Op-ed by Natalie Foster of the Economic Security Project and Chris Hoene of the California Budget & Policy Center (01/14/19)
Three-quarters of workers report living paycheck to paycheck at least some of the time. Half of households are unable to cover an emergency $500 expense. Housing costs in California just keep accelerating, hitting an all-time high in 2018. The basic building blocks of middle-class life — child care, health care, a college education — have become like luxury goods: high-priced and available to very few.
A cost-of-living refund to put money back in the pockets of low-income Californians who need it most is one solution. Delivered as a tax refund based on earnings, the Earned Income Tax Credit is one of the most powerful mechanisms to address affordability and inequality, while giving people the ability to put resources toward their most pressing needs. Over the past three years, California took the important first steps of establishing and then expanding a state credit to complement the federal credit, and is on track to refund $400 million to about 2 million households for the 2018 tax year.

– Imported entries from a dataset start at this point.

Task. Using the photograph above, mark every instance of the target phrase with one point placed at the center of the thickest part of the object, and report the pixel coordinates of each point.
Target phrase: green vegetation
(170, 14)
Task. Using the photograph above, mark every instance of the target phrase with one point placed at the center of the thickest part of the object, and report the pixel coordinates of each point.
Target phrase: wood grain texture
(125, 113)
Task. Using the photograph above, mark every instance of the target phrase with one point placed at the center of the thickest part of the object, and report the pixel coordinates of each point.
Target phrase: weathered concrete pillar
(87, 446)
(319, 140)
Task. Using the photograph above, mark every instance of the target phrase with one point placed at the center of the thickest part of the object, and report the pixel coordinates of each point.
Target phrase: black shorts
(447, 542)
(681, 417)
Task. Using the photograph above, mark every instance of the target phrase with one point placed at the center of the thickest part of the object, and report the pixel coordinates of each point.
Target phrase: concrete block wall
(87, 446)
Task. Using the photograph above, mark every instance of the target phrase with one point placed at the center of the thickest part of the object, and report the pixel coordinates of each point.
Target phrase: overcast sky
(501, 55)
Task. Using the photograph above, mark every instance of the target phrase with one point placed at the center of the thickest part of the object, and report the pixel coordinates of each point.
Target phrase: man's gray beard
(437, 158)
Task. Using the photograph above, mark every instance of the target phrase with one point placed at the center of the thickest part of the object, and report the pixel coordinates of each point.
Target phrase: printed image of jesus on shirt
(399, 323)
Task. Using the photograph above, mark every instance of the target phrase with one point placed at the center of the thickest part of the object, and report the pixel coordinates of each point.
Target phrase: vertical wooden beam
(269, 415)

But we can do more to make sure that that tax credit reaches more Californians. Gov. Gavin Newsom’s budget proposal calls for a “Working Families Tax Credit,” a dramatic expansion of the CalEITC, taking a decisive step forward on the path to economic stability. We applaud the governor for his staunch commitment to addressing affordability by prioritizing this issue in his first budget.
The governor’s budget proposal more than doubles funding for CalEITC to $1 billion, expanding the reach of the credit to those earning up to $15 an hour and including an extra $500 for families with young children. The proposal addresses affordability head-on by closing the gap for those who earn “too much” to qualify for other assistance but not enough to make ends meet. And the extra credit for families with young children helps during the critical early childhood years, when the affordability crisis hits many families hardest.
The proposal aims to include an option for the credit to be distributed monthly rather than as an annual lump sum, becoming the first state to offer a monthly option for the earned income tax credit. A monthly credit is both revolutionary and just common sense: Bills and budgets are set monthly. A monthly credit gives people a chance to feel it working in their lives, whether to cover an unexpected expense or to sock away a little bit of savings.
Gov. Newsom’s new proposal is a powerful expansion and an important next step in making California more affordable. We recently released a research paper that explores expanding and modernizing the CalEITC in three significant ways:
Pushing eligibility of the credit further into the lower middle class to cover close to half the households in the state, including 5 million children;
Expanding eligibility to include family caregivers and low-income students to recognize their vital but unpaid work; and
Making the distribution monthly.
Other opportunities exist for achieving full participation by eligible workers such as automatic filing and including all workers who file taxes.
Our analysis projects that a full expansion would significantly cut the state’s poverty rate and help close the widening racial wealth and income gap.
It would also offer much-needed stability to families living on the brink. A full expansion would require significant new revenue, asking the wealthiest to pay their fair share of taxes, and continued leadership by Gov. Newsom in the Legislature or ultimately at the ballot.
Newsom’s proposal plays into a recent trend of Californians stepping out on putting more money in working people’s pockets. U.S. Sen. Kamala Harris’ LIFT the Middle Class Act, standing for Livable Incomes for Families Today, would provide between $3,000 (for individuals) to $6,000 (for couples) a year and extend all the way up to families earning $100,000.
Rep. Ro Khanna, a Democrat who represents the South Bay, has his own proposal to expand the federal EITC and broaden eligibility. Although each policy differs slightly, taken together we see efforts to dramatically increase the amount of money low- and middle-income earners would see as a result of their work.
Cash credits for working people have been hailed as a “bold” idea in the run-up to the 2020 election. With Gov. Newsom’s proposal, Californians are leading the way on creating an economy that works for everyone.
For the millions of Californians who struggle to make ends meet, the governor’s announcement couldn’t come soon enough. This bold proposal is an opportunity for all Californians to raise their voices in support of closing the affordability gap in our state.